The title of Zee5’s new Marathi web series Sex Drugs & Theatre is misleading. The focus is neither on coitus nor cannabis, but on something far more contentious: caste politics.
The series is set in a Pune college and follows a theatre group’s attempts to pick up the pieces after its director, a Dalit student and activist, commits suicide. The students also try to figure out what drove Rohit Kolekar to take his life, uncovering discrimination by the college management. There are strong parallels with the suicide of Hyderabad University PhD student Rohith Vemula, and the show was partly inspired by the Dalit scholar’s story, series director Sujay S Dahake told Scroll.in.
The title was a ploy to get youngsters to watch the show, Dahake admitted. “I wanted to make a political series. My inclination has always been towards how politics and cinema can merge,” he said. “But how do I attract the youngsters to this premise? The idea was to bring in the youth showing something chivalrous and then hit them with something serious.”
Sex Drugs & Theatre, starring Shalva Kinjawadekar, Mitali Mayekar, Aadish Vaidya and Suyassh Zunjurke along with Dahake as Rohit, was released on Zee5 on March 5. The series can be streamed in Marathi with subtitles and in a Hindi dubbed version.
Dahake’s credits include the National Film Award-winning Shala (2012), a story of young love set against the backdrop of the Emergency, Ajoba (2014), which explores wildlife conservation through a leopard’s journey, and Phuntroo (2016), about a science student who invents a girlfriend through artificial intelligence.
Dahake conceptualised the web series in 2014, but reworked the idea to include caste-based discrimination after reading about Vemula’s suicide. The Dalit scholar, a member of the Ambedkar Students’ Association, killed himself on January 17, 2016, shortly after he was expelled from his hostel following an altercation with members of the Akhil Bharatiya Vidyarthi Parishad. The case received widespread media attention, sparked protests in universities across the country and drew attention to systemic discrimination in educational institutes. The ruling Bharatiya Janata Party countered these allegations with a combination of stonewalling and obfuscation, claiming that Vemula was not a Dalit.
The series tries to imagine what the student must have gone through in his last days, Dahake said. “There have been cases even before, even during the Congress regime, so we tried to bring out all these cases to make a single thread of what our Rohit can be,” Dahake said.
Sex Drugs & Theatre transports the premise to Pune, and interprets how caste dynamics would play out in a college theatre setting. “When I saw all my friends from various college staging plays, I noticed that the directors, actors and actresses are mainly from the Brahminical society,” Dahake said. “A Dalit would get a role of a passerby or something. In Pune particular, the Brahmin-Dalit disparity is a lot.”
Dahake added that he had no apprehensions about tackling a theme that has been a political hot potato. “I started it with Shala, followed by Nagraj Manjule [the director of Fandry and Sairat],” he said. “I’m a Dalit myself, we have gone through this. We want to say all this, we want to put this out.”

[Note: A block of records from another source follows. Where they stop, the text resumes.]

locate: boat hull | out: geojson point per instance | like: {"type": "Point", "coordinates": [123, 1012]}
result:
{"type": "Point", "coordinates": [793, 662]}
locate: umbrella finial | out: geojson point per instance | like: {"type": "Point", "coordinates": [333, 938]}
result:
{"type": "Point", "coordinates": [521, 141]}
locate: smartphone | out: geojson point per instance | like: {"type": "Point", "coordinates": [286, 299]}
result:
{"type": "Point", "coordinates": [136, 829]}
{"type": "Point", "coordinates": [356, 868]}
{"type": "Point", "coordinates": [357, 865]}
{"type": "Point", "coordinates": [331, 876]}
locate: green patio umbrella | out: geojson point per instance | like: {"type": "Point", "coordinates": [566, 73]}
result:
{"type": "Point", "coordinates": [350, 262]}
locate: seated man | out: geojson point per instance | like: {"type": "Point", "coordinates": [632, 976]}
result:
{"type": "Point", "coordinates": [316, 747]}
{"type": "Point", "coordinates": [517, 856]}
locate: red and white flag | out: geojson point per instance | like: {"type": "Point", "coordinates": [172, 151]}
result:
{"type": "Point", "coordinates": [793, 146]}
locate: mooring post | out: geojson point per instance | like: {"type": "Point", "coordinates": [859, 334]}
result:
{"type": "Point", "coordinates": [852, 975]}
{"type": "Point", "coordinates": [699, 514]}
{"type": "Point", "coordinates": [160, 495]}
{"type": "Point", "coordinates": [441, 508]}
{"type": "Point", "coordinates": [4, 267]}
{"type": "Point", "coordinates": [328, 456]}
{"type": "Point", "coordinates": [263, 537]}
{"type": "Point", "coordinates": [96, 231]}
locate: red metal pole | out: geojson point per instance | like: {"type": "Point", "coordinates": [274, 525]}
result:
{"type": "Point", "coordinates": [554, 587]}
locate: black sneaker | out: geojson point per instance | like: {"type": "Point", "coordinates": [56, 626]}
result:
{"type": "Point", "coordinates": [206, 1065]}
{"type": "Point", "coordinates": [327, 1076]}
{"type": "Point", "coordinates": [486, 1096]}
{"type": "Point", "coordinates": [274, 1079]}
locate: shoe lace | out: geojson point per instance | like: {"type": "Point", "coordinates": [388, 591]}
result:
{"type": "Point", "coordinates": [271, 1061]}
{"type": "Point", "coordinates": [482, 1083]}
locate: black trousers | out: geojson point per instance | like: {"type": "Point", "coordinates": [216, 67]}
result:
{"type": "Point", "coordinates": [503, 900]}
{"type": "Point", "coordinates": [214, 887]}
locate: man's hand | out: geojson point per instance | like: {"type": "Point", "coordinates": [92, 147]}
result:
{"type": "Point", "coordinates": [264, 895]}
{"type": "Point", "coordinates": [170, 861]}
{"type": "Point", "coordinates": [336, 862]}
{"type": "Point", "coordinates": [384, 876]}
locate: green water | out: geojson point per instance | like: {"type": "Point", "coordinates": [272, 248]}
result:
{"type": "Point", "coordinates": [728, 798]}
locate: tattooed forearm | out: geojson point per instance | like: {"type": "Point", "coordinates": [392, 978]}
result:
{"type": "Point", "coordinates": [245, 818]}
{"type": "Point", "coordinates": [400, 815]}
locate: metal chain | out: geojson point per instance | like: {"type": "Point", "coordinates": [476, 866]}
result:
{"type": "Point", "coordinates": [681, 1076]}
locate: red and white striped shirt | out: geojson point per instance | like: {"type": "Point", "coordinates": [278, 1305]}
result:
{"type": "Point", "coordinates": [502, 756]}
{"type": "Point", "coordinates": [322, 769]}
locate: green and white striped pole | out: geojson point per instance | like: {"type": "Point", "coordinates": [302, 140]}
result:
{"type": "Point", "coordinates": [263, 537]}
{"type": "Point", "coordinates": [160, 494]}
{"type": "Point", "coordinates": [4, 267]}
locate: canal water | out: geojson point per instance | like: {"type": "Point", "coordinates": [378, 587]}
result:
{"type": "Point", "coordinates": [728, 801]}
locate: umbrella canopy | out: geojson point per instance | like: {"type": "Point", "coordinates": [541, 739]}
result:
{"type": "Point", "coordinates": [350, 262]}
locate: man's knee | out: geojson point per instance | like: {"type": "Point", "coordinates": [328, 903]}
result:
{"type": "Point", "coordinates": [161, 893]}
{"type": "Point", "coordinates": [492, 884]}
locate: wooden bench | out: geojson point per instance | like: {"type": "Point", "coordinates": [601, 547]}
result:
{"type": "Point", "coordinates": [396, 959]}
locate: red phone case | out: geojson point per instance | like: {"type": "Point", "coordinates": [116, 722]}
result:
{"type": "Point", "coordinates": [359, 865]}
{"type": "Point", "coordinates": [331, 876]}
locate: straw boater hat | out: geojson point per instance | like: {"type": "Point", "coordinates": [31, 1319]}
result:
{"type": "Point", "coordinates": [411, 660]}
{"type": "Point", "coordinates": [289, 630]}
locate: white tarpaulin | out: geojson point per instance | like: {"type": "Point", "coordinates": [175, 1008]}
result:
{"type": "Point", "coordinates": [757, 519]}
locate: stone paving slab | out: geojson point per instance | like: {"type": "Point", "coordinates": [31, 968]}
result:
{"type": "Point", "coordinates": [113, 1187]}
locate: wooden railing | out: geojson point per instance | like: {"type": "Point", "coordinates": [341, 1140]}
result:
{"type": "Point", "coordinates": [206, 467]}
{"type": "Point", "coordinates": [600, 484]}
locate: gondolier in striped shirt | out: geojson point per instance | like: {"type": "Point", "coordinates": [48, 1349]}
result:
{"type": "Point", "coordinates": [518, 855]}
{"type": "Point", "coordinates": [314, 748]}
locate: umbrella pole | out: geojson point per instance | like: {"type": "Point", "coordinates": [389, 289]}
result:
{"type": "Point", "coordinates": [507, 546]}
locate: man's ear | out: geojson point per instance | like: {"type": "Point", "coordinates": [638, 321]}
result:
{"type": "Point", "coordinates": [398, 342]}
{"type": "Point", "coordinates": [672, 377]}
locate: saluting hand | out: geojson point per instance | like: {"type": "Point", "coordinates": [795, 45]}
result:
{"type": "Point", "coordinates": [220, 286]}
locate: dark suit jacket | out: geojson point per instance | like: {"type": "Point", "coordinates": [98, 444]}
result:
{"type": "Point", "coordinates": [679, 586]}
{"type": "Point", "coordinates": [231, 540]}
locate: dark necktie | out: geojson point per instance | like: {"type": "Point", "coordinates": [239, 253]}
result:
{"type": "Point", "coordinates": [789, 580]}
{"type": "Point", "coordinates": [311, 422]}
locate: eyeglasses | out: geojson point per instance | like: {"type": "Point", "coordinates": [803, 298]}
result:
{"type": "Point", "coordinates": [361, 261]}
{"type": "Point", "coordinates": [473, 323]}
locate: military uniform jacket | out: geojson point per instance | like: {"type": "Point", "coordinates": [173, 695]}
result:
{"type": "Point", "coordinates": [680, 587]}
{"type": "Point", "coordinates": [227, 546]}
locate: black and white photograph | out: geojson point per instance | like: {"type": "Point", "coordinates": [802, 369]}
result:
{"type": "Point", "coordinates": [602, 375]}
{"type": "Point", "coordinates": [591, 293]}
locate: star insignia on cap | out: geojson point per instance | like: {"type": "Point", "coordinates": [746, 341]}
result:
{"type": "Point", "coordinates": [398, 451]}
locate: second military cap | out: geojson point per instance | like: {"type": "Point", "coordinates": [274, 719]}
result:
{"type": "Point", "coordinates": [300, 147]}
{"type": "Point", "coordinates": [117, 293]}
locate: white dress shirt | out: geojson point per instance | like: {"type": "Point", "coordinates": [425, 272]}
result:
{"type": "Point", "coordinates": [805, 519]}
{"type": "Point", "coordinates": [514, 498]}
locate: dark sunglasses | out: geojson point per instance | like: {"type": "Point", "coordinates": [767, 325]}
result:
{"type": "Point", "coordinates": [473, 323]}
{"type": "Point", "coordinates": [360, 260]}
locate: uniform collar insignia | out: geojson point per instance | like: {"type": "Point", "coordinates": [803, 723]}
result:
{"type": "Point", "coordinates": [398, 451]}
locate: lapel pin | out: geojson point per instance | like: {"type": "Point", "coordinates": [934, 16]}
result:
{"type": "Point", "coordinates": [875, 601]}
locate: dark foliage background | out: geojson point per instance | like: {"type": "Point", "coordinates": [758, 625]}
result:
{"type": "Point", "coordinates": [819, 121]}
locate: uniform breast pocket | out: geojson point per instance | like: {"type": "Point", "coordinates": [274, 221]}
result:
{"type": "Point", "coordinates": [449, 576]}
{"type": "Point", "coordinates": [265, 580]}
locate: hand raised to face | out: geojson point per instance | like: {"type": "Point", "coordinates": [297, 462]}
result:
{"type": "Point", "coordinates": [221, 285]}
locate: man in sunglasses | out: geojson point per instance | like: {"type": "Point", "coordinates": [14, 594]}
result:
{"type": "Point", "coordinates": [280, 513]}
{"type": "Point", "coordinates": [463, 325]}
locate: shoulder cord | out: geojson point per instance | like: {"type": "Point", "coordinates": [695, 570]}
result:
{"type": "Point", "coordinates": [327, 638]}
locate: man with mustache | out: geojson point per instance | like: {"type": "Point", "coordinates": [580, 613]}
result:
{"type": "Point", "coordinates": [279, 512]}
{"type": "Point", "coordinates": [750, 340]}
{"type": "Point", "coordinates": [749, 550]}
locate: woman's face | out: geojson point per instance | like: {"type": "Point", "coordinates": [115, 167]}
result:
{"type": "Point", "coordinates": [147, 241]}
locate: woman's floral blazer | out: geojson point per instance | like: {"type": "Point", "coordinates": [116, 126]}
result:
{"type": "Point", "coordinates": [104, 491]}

The series was also a way for Dahake to showcase Pune’s vibrant experimental theatre culture. “My entire schooling has been in filmmaking and I always kind of felt left out when my friends would do theatre,” he said. “When I thought of these characters and their stories – of a group setting out to stage a play – I thought the dynamics were both dramatic and cinematic.”
Dahake tried to reference elements of experimental theatre in the show’s visual language. “I didn’t want to follow the typical grammar of films – of having an establishing shot showing the outdoors before a scene,” he said. “I wanted to mimic how it would be in a play. We also used a lot of mise-en-scene and long takes, as well as stage lighting instead of film lights.”